Fethiye ile Ölüdeniz arasında terkedilmiş bir Rum köyü olan Kayaköy’de, deniz, doğa ve sanatla iç içe tatil anlayışının merkezi haline gelen Kayaköy Sanat Kampı, mistik havasıyla ziyaretçilerin ilgisini çekiyor.
Deniz, kum, güneş tatil anlayışından sıyrılarak tatilcilere doğa ve sanat dolu tatil anlayışı sunan Kayaköy Sanat Kampı, bu yılda geçmiş yıllara göre büyük ilgi görüyor. Daha önce otellere giderek daha rahat tatil yapacaklarını düşünen tatilciler, sanat kampına uğradıktan sonra bu düşüncelerinden vaz geçiyor. Türkiye’nin birçok şehrinden sanat kampına gelen tatilciler, büyükşehrin kalabalığını, iş stresini sanat kampında atıyor.

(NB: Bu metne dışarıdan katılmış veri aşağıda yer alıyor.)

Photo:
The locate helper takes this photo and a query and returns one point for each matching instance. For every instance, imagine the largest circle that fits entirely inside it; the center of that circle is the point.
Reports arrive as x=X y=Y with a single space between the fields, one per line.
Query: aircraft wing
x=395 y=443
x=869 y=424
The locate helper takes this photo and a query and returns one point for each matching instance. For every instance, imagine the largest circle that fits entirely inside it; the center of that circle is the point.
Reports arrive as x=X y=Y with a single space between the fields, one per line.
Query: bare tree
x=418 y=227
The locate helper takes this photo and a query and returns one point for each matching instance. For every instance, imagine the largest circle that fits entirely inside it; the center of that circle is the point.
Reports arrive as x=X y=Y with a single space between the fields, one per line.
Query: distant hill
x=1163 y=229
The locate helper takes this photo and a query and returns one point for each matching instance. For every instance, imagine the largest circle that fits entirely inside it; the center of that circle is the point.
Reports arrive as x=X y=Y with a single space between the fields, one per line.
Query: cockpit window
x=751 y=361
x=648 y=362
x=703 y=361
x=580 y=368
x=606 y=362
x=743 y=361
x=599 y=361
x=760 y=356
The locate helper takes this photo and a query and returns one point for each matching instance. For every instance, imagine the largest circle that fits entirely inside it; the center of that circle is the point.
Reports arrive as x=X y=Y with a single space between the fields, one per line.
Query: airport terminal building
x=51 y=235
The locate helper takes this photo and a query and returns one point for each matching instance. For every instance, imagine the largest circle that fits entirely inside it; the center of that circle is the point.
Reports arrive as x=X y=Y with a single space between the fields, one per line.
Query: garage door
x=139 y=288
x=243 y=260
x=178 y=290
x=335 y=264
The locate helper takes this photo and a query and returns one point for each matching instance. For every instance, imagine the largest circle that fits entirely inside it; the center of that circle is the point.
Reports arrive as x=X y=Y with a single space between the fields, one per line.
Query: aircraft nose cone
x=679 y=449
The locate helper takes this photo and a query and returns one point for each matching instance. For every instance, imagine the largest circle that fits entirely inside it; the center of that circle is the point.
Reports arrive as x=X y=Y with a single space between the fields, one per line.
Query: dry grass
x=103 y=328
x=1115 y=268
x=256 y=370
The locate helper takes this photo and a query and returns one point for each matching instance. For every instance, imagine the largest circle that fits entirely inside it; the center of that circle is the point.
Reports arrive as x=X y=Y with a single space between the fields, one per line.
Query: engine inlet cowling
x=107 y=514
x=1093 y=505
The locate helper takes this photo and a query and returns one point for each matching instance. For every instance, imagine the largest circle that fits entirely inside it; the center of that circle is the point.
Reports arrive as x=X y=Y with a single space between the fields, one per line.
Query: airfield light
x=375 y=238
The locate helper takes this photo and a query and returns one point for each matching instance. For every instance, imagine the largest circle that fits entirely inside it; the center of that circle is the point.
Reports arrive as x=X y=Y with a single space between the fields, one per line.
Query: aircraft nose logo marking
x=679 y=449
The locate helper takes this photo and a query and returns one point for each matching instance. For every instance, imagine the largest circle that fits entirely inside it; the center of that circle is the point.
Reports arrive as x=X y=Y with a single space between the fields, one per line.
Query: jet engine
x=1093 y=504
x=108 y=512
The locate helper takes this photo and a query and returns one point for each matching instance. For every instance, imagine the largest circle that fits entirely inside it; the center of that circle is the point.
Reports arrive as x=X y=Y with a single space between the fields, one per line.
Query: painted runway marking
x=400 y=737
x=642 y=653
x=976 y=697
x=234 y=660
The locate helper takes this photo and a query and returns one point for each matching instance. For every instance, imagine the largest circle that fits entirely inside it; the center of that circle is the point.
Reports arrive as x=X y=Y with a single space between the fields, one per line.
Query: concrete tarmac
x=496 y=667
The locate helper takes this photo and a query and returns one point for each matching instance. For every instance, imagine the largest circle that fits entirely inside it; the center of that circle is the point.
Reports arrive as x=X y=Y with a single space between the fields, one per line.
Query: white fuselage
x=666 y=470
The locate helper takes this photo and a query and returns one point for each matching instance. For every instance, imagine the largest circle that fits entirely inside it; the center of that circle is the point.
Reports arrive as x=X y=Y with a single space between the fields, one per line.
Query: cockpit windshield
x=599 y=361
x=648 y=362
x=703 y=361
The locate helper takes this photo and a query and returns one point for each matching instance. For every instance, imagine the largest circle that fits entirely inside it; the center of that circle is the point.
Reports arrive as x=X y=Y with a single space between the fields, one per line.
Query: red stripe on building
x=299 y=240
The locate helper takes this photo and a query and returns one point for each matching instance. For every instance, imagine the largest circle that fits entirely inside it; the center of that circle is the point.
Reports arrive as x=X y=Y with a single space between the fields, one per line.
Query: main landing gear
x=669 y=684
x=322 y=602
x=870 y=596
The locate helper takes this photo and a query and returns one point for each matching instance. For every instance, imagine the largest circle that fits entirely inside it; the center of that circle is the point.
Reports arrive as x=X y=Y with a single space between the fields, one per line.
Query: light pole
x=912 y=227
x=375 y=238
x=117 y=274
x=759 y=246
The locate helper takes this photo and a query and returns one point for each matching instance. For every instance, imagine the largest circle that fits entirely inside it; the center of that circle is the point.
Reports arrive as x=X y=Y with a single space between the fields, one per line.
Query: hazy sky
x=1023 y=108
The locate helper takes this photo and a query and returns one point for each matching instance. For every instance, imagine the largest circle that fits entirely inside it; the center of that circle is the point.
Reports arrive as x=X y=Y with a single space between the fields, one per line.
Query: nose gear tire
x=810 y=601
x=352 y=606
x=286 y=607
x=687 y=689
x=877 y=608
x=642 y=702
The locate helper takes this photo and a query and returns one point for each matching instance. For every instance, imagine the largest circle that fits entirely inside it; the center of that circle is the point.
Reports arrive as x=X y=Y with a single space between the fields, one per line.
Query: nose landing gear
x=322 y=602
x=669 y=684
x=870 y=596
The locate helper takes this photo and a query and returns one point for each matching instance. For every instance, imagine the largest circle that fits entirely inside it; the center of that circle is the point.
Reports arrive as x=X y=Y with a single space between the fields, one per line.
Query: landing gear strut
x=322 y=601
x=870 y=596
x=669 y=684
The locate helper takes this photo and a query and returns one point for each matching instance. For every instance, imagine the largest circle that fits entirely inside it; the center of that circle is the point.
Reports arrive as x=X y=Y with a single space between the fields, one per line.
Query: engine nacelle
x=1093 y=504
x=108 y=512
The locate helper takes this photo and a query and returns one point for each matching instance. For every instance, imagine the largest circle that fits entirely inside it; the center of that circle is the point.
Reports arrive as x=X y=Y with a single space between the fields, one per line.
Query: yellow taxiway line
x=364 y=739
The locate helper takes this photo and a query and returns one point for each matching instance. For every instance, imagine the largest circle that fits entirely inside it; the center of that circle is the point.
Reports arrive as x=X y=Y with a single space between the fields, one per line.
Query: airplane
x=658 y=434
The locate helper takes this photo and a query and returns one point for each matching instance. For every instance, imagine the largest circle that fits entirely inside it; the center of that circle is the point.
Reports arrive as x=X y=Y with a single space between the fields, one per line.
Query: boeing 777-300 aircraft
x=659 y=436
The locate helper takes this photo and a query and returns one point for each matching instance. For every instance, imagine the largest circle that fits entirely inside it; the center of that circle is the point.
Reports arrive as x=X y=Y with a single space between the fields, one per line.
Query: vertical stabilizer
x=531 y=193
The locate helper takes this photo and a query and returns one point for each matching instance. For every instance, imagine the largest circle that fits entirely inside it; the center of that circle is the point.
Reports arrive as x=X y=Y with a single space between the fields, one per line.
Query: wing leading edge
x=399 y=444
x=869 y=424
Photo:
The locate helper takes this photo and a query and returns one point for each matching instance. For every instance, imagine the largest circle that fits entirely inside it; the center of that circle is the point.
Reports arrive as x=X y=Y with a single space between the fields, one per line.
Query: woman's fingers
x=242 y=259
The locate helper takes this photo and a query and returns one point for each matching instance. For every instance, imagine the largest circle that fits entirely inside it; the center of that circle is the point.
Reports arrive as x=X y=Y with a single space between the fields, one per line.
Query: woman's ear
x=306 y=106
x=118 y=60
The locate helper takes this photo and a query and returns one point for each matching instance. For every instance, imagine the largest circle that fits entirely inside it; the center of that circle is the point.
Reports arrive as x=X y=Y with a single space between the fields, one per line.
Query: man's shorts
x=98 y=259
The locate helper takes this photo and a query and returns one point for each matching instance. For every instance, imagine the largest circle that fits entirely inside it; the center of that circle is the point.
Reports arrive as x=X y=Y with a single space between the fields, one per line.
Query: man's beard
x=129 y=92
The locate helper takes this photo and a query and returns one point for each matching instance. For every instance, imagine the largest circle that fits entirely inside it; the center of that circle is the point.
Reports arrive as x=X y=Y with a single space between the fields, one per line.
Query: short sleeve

Uluslararası katılımcılara da açık olan Kayaköy Sanat Kampı’nda kamp dönemleri güne genellikle yoga yapılarak başlanıyor. Köy kahvaltısından sonra atölye çalışmaları başlıyor ve öğle yemeğine kadar yaklaşık 2,5 saat sürüyor. Fotoğraf, seramik, mandala, ritim, ahşap oyma, go, resim, kilim dokuma, ebru, batik, deri, makrame, yoga gibi çeşitlerin olduğu atölye çalışmalarından istediğinizi seçebiliyorsunuz. Atölye çalışmaları sona erdiğinde ise yakın çevredeki doğal ve tarihi alanlara deniz keyfiyle sonlanan yürüyüşler düzenleniyor. Son yıllarda özellikle büyükşehirden kaçmak isteyenlerin uğrak yeri haline gelen Kayaköy Sanat Kampında hem tatil yapıyorsunuz hem de yeni şeyler öğreniyorsunuz.
İzmir’den Kayaköy Sanat Kampına tatile gelen ve ritim atölyesine katılan Ceylin Özgür; “Burada doğa ve sanatla iç içeyiz. Bunun dışında çok samimi bir ortam var. Buraya ilk defa geldim ama atölyelerimi seçerken bile seneye şu atölyeye giderim diye düşünüyorum. Burada hem eğleniyorsunuz, hem dinleniyorsunuz hem de yeni şeyler öğreniyorsunuz” dedi.
İstanbul’dan Kayaköy Sanat Kampına gelen Melike Yılmaz, ilk defa sanat kampına katıldığını belirtti. Arkadaşlarının tavsiyesi üzerine buraya geldiğini ve oldukça sevdiğini ifade eden Yılmaz; “Buraya gelirken hangi atölyeye gideceğim net değildi. Seramik atölyesini seçtim ve çok doğru bir karar almışım. Çok keyif alıyorum. İstanbul’un stresini atıyorum. Oldukça mistik bir havası var” diye konuştu.
Arkadaşlarının tavsiyesi üzerine İstanbul’dan gelen Aylin Yazıcı; “Daha önceki yıllarda tatil için otele giderdik. Sanırsın ki orada rahat edeceksin. Ama buranın verdiği rahatlık otellerde yok. Çocuklar içinde çok güzel bir ortam var” dedi.
İstanbul’dan gelen Çağrı Çakır; “Burada çok farklı duygular içerisinde kalıyorsunuz. İstanbul’da tüm hayalini kurduğum şeylerin çoğunu burada yaşadım. Bu kadar güzel şeyleri bir haftaya sığdırabiliyorsunuz. Buraya ilk gelişim ama seneye yine geleceğim” ifadelerini kullandı.
İzmir’den gelen ve yoga atölyesini seçen Elif Yürekli; “İlk defa geliyorum. Çok memnunum. Bitmesini istemiyorum” dedi.